Hört man bestimmte Aussagen des serbischen Präsidenten, könnte manch einer auf die Idee kommen, die Neutralitätspolitik der serbischen Regierung ziele nur darauf ab, Profit zu machen und sich vor Problemen zu verstecken, ohne irgendwelche moralischen Werte zu vertreten, während die Schweiz gut daran tue, diesem Beispiel nicht zu folgen. Es ist kein Zufall, dass Köppel Vucic die Frage stellte, welche Werte Serbien auf internationaler Ebene vertrete. Obwohl mit einer ordentlichen Portion Rhetorik gespickt, ist die Erwiderung des serbischen Präsidenten eine gut begründete Antwort an die Kritiker einer Neutralitätspolitik: Ohne Souveränität gebe es weder Demokratie noch sozialen Forschritt, und um diese Werte zu verteidigen, müssten kleine Nationen vermeiden, unter die Fuchtel anderer Supermächte zu geraten.

«Wir sind ein unabhängiges Land, wir sind ein souveränes Land, das auf der Seite des Friedens steht, der wahren Werte wie dem Respekt vor der Vielfalt anderer Länder. Wir sind ein Land, das mit allen auf der Welt zusammenarbeiten will, das auf dem Weg nach Europa ist, aber mit dem Kopf denkt und das nicht bereit ist, alle Verbindungen zu seinen traditionellen Freunden zu verlieren.»

Es ist offensichtlich, dass Alexander Vucic kein absoluter Gegner der europäischen Integration ist. Seine Regierung fordert seit Jahren einen EU-Beitritt und in seinem Interview sagte der serbische Präsident auch, dass er an «vernünftigen Konservatismus und Wirtschaftsliberalismus» glaube. Bezüglich der Frage der nationalen Souveränität könnte sich die Schweizer Politik jedoch von diesen Erklärungen inspirieren lassen. Das Knüpfen von Beziehungen zu allen Ländern, auch zu denen, deren Werte nicht vollständig geteilt werden, ist der beste Weg, die Unabhängigkeit von Staaten wie Serbien oder der Schweiz zu verteidigen. Es geht nicht darum, den Meistbietenden den Bau einer zusätzlichen Autobahn oder Eisenbahnlinie zu überlassen, sondern darum, sich die Möglichkeit zu sichern, immer den besten Weg zu wählen, um die eigene Entwicklung und den gesellschaftlichen Fortschritt zu gewährleisten.
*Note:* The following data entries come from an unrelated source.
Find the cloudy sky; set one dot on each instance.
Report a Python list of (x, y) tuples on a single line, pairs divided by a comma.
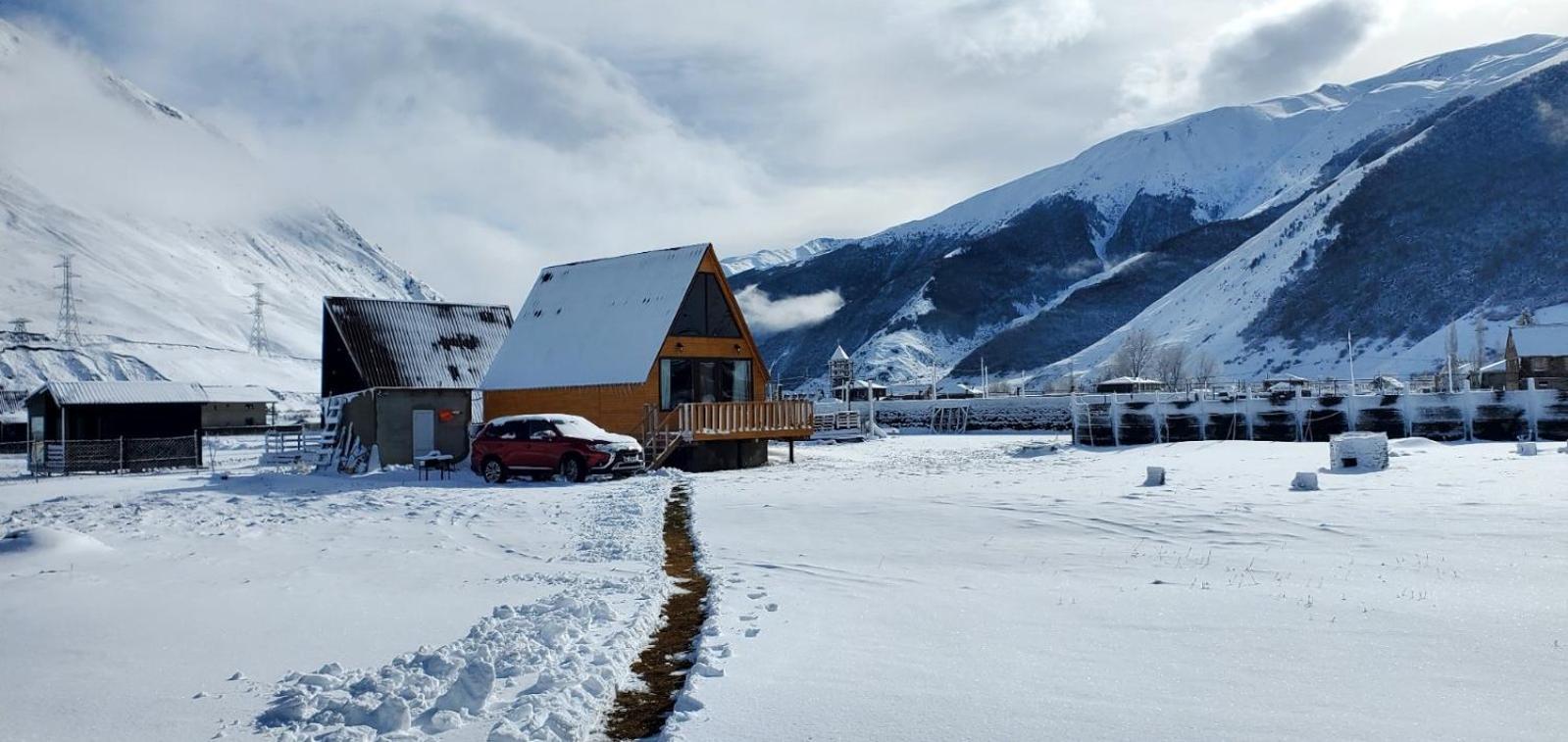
[(479, 140)]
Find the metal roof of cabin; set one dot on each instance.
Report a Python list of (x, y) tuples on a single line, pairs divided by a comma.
[(151, 392), (419, 344), (596, 322), (1541, 339)]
Vucic erinnerte daran, dass Serbien im 20. Jahrhundert mit zwei Balkankriegen und zwei Weltkriegen konfrontiert war und Jugoslawien in den 1990er Jahren Schauplatz einer ununterbrochenen Reihe ethnischer Konflikte war. Aus diesem Grund versucht seine Regierung mit allen Mitteln, ihre strategische Autonomie zu verteidigen und eine Beteiligung an künftigen Kriegen zu vermeiden. Die Schweiz kann aus geopolitischen Gründen auf eine friedlichere jüngere Vergangenheit zurückblicken. Dennoch wäre es die Frage wert, ob die Organisation kriegstreibender Gipfeltreffen wie der Bürgenstock-Konferenz der richtige Weg ist, um zu einer ebenso glücklichen Zukunft beizutragen.

Ein Schweizer Soldat im Einsatz der KFOR, der Nato-Besatzungstruppe im Kosovo.

Auf die internationale Konferenz im Kanton Nidwalden angesprochen, wollte Vucic nichts sagen, da seine Regierung zum Zeitpunkt der Aufzeichnung des Interviews noch nicht entschieden hatte, ob sie an dem Treffen teilnehmen wird (letztlich hatte sie die Einladung abgelehnt). Allerdings sagte der serbische Präsident, dass er bei der von Cassis organisierten Konferenz gerne «beide Seiten an einem Tisch gesehen» hätte, und als Köppel ihn fragte, was er von der Schweiz halte, war die Antwort zweifellos interessant: «Es ist ein wichtiges Land, und wir würden uns eine wichtigere Rolle der Schweiz wünschen, aber auch eine objektivere Herangehensweise an die Situation, zumindest hier auf dem Balkan. Ich kann niemandem etwas beibringen, weil er viel schlauer ist als ich. Aber auf dem Balkan haben wir ein eher einseitiges Vorgehen gesehen.»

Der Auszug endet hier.